[Minggu Adven IV: Yes 7:10-24; Mzm 24:1-6; Rm 1:1-7; Mat 1:18-24]
Tak terasa, kita telah sampai di Minggu terakhir Adven. Bacaan sabda Tuhan hari ini mengajak kita untuk merenungkan penggenapan janji Allah untuk menyelamatkan kita. Itulah sebabnya kita mempunyai pengharapan yang teguh, dan masa Adven ini adalah masa untuk meneguhkan kembali pengharapan kita; masa untuk memupuk rasa rindu akan kedatangan-Nya kembali dalam hati kita. Mungkin pertanyaannya adalah, sejauh mana aku telah mempunyai kerinduan itu, untuk bertemu dengan Yesus Tuhanku?
Bacaan Pertama hari ini mengisahkan tentang nubuat Nabi Yesaya (700 SM), yang disampaikannya untuk menasihati Raja Ahas. Saat itu Raja Ahas, Raja Yehuda, sedang membangun koalisi dengan Raja Assyria (sekarang daerah Irak), karena takut kalah dari Raja Israel yang berkoalisi dengan Raja Suriah. Mungkin Raja Ahas berpikir, dengan demikian ia bisa menyelamatkan bangsanya dan mendatangkan damai sejahtera kepada rakyatnya. Ia mengandalkan pemikiran dan kekuatannya sendiri untuk menyelesaikan masalahnya. Maka sebenarnya, perkataan Raja Ahas bahwa ia tak mau mencobai Tuhan, tidaklah sesuai dengan kenyataan. Sebab sebaliknya, ia sedang mencobai Tuhan dengan berkukuh memegang kehendaknya sendiri, tanpa mengindahkan kehendak Allah yang tidak berkenan dengan persekutuan dengan bangsa Assyria ini, yang membawa pengaruh penyembahan berhala kepada umat-Nya.
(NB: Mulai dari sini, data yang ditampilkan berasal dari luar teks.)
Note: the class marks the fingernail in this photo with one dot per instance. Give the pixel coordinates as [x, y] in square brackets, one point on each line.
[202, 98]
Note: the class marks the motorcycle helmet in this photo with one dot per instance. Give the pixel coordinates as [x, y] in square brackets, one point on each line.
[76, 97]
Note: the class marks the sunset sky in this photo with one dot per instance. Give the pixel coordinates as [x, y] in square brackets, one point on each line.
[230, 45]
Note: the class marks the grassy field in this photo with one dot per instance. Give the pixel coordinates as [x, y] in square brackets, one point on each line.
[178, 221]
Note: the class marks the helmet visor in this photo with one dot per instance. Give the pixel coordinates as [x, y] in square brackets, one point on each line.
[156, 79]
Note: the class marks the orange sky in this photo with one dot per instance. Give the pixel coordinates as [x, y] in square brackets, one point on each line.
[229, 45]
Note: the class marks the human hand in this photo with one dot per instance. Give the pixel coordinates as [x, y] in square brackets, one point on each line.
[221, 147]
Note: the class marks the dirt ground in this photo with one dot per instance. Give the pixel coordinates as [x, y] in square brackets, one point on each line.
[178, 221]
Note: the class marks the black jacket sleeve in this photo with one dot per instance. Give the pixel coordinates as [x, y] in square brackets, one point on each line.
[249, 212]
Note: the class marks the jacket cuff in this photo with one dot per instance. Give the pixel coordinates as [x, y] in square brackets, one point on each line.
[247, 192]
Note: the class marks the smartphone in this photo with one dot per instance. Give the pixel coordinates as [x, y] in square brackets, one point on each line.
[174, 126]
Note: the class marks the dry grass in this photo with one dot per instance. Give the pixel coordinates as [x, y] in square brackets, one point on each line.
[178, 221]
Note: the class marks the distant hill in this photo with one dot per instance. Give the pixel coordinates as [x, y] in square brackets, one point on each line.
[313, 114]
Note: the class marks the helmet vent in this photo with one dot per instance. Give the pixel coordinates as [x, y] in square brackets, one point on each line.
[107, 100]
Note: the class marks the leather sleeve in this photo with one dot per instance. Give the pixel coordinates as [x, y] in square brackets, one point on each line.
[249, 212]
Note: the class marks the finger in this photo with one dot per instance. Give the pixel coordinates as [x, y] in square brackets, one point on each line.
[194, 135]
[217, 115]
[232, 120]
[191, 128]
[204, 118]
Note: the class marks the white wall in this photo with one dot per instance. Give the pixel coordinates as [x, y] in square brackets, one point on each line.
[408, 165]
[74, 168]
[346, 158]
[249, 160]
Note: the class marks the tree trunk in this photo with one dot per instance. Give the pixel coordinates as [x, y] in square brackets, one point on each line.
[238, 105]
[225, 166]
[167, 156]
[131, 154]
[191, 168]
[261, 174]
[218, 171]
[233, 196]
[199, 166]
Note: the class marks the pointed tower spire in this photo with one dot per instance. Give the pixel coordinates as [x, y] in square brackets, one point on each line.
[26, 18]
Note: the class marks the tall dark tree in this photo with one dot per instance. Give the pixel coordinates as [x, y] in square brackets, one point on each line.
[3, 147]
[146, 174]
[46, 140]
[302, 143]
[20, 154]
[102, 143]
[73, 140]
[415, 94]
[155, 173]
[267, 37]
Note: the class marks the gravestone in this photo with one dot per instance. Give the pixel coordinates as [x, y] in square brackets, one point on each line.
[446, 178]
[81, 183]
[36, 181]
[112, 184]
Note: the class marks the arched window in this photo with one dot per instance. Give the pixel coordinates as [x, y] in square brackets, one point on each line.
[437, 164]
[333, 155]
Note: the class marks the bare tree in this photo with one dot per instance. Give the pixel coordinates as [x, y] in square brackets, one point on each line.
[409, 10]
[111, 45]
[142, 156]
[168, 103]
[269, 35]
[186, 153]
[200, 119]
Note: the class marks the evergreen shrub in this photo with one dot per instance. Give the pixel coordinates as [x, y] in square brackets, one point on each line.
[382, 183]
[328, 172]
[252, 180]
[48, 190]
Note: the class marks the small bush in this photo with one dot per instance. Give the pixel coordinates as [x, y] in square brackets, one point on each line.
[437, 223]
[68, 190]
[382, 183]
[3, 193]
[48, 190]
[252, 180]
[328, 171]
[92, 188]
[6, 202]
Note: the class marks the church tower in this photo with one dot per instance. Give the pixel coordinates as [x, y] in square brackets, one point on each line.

Sebagai nabi Allah, Yesaya mengetahui isi hati Raja Ahas, dan menegurnya. Sebagai tanggapannya, Nabi Yesaya memberikan nubuatan yang menjadi janji Allah. Bahwa Allah sendiri akan menyelamatkan umat-Nya. Datangnya keselamatan yang dari Allah nampak dari suatu tanda besar yang belum ternah terjadi sebelumnya. Yaitu seorang perawan akan melahirkan seorang Anak laki-laki, dan Anak itu akan disebut Imanuel, yang artinya: “Allah menyertai kita” (lih. Yes 7:10-24).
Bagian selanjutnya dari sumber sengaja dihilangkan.